MT: How long has it taken to get the truck to where it is today?Jimmy: I've been working on the truck now for about a year and a half.
MT: Is there anything else you'd like to do to the truck?Jimmy: We're definitely going to go back and duplicate the graphics under the hood.
MT: How often do you drive the truck?Jimmy: I was driving it every day, but I'm starting to get paranoid about taking it out for any other reasons than special occasions.
MT: Last question. What is the biggest award you've received from showing your truck?Jimmy: Getting the cover of Mini Truckin'! Need I say more?
MT: Thanks, bro, you have a great-looking truck!Jimmy: No problem. Thanks.
The LowdownWheels/Tires 20x8.5-inch Hp Onyx wheels with 245/35ZR20 Nitto tires
Suspension Airbagged at AutoWerks using 2500-and 2600-pound Firestone airbags. Up front, Chassis Tech spindles were used, along with Toxic shocks and DJM lower control arms. Once the firewall was tubbed, the truck lays frame with up to a 20-inch wheel/tire combo. In the rear, a Chassis Engineering ladder bar setup was used, along with a diagonal Panhard-style link.

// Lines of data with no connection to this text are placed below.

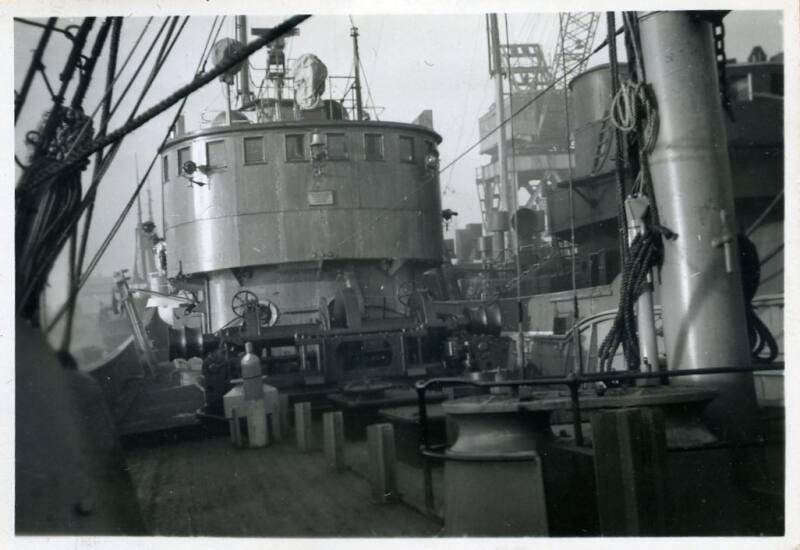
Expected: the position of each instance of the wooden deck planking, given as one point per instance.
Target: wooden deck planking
(206, 487)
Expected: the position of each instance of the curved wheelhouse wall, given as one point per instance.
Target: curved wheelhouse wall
(262, 215)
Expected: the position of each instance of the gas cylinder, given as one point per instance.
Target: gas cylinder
(251, 374)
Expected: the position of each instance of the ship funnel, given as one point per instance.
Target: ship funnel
(223, 51)
(309, 75)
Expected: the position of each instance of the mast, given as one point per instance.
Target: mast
(245, 96)
(149, 202)
(701, 286)
(499, 217)
(357, 80)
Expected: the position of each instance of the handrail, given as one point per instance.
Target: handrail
(572, 381)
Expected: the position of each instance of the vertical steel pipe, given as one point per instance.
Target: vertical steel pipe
(703, 306)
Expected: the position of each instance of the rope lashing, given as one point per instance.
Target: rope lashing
(633, 102)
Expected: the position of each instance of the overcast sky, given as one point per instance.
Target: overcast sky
(411, 63)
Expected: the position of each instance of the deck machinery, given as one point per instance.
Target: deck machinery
(310, 230)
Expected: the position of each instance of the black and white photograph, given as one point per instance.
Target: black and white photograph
(435, 273)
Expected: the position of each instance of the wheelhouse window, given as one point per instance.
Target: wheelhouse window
(406, 146)
(295, 147)
(254, 150)
(373, 146)
(165, 168)
(215, 154)
(184, 155)
(337, 146)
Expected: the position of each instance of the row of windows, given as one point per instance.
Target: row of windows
(297, 151)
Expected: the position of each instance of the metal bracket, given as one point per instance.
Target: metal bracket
(725, 241)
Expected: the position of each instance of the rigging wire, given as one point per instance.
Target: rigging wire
(520, 315)
(76, 103)
(76, 212)
(379, 218)
(35, 65)
(48, 173)
(528, 103)
(109, 89)
(573, 252)
(121, 218)
(48, 144)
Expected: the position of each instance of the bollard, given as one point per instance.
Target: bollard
(302, 425)
(333, 439)
(382, 463)
(284, 419)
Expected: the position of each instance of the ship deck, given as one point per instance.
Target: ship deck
(192, 486)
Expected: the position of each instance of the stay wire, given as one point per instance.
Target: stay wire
(528, 103)
(107, 241)
(90, 195)
(573, 251)
(201, 80)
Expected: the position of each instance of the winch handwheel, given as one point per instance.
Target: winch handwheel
(242, 300)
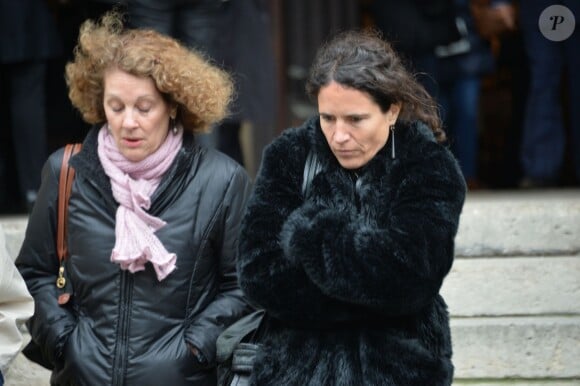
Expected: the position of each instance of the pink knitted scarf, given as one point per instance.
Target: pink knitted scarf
(132, 184)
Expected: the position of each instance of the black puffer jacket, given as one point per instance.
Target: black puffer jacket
(350, 275)
(121, 328)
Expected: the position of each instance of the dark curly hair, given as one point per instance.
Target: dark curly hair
(366, 62)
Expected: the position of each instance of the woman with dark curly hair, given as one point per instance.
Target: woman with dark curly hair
(349, 265)
(153, 219)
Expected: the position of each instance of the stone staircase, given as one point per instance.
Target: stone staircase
(513, 292)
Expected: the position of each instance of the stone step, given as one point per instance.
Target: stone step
(521, 223)
(539, 285)
(517, 348)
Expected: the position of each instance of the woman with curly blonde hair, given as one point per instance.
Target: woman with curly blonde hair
(153, 218)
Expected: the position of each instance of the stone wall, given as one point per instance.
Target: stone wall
(513, 292)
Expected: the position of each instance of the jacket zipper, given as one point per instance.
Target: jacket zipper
(122, 340)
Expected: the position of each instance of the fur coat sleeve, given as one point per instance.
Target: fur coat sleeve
(378, 242)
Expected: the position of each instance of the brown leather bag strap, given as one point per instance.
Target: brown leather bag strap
(67, 174)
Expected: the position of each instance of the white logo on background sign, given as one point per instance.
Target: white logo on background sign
(557, 23)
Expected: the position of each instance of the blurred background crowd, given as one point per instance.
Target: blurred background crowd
(509, 105)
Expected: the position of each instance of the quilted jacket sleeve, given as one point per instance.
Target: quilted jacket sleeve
(38, 264)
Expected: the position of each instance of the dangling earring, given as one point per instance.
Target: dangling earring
(392, 128)
(172, 122)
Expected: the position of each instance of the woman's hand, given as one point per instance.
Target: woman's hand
(197, 354)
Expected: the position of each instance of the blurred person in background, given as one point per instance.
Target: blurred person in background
(551, 62)
(28, 40)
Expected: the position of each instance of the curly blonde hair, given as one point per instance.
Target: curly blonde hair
(200, 90)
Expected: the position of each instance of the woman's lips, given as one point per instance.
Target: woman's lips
(132, 142)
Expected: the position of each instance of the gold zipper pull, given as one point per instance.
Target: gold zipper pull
(60, 281)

Chassis The truck's frame was made to allow a huge wheel and tire to sit within its confines by a notch built by Robert Smith and installed by Jimmy Boykin. In the bed, through a custom sheetmetal bed floor, the crossmember has been cut out of plate steel in the shape of tribal flames.
Engine/transmission Equipped with an '85 1.1L Mazda RX-7 rotary engine and a '91 Mazda RX-7 transmission. The engine was painted using Harlequin paint for show appeal. The truck's exhaust is composed of 2-1/2-inch tubing that's downsized to 2-inch, and uses a polished stainless steel Magnaflow Muffler. Columbus Custom Exhaust built the truck's exhaust system, but Robert Smith made the truck's custom exhaust tips.
Interior Smoothing and painting made a huge difference in the truck's stock dash. A set of Auto Meter gauges was installed for simple readout of the truck's running statistics. Original bucket seats were reupholstered without their headrests to clean up the interior even more, and with a bit of color bought in from the exterior graphics, a very clean interior was created. Sound comes from an Alpine head unit, and an MA Audio monitor resides center stage in the dash.
Body Modifications '00 Nissan Frontier front end with shaved everything, including the rooflines in the truck's cab. The only thing we can think of that wasn't shaved is the truck's bodyline and even that was modified to make the Frontier front end work with the Hardbody doors and bed of the truck. The rear of the Nissan has been outfitted with LED taillights and turn signals for a stealthy look.
Paint/Graphics Painted at AutoWerks. Forty-five different hues of House of Kolors paint were used to paint the truck. In all, the truck's wicked paint scheme took about 160 hours.
Special Thanks To: John Gamache from PTAP for helping with all accessories, wheels, tires, and airbag parts; William Boswell for his never-faltering talent and dedication to the shop; Robert Battle for helping with the engine swap and helping to run the shop; Robert Smith for all his crazy fabricated parts; Mike Mock at the Parker Store who helped with all the stainless air lines and Parker Gold valves; Ant Prater, who cleared the truck at 3 a.m. Thursday before NOPI, even though he had to work the next day at 7 a.m.; Robert Cunningham, who Jimmy tricked into wiring up the truck with the Painless wiring harness; Steve Boykin (Jimmy's father), who helped Jimmy buy the truck because of the potential he saw in AutoWerks and in Jimmy; and Mack Folds, Tommy Miller, Justin Shepard, and Jimmy's wife Shannon and daughter Alley for having to deal with never seeing Jimmy because he's home late and up early everyday.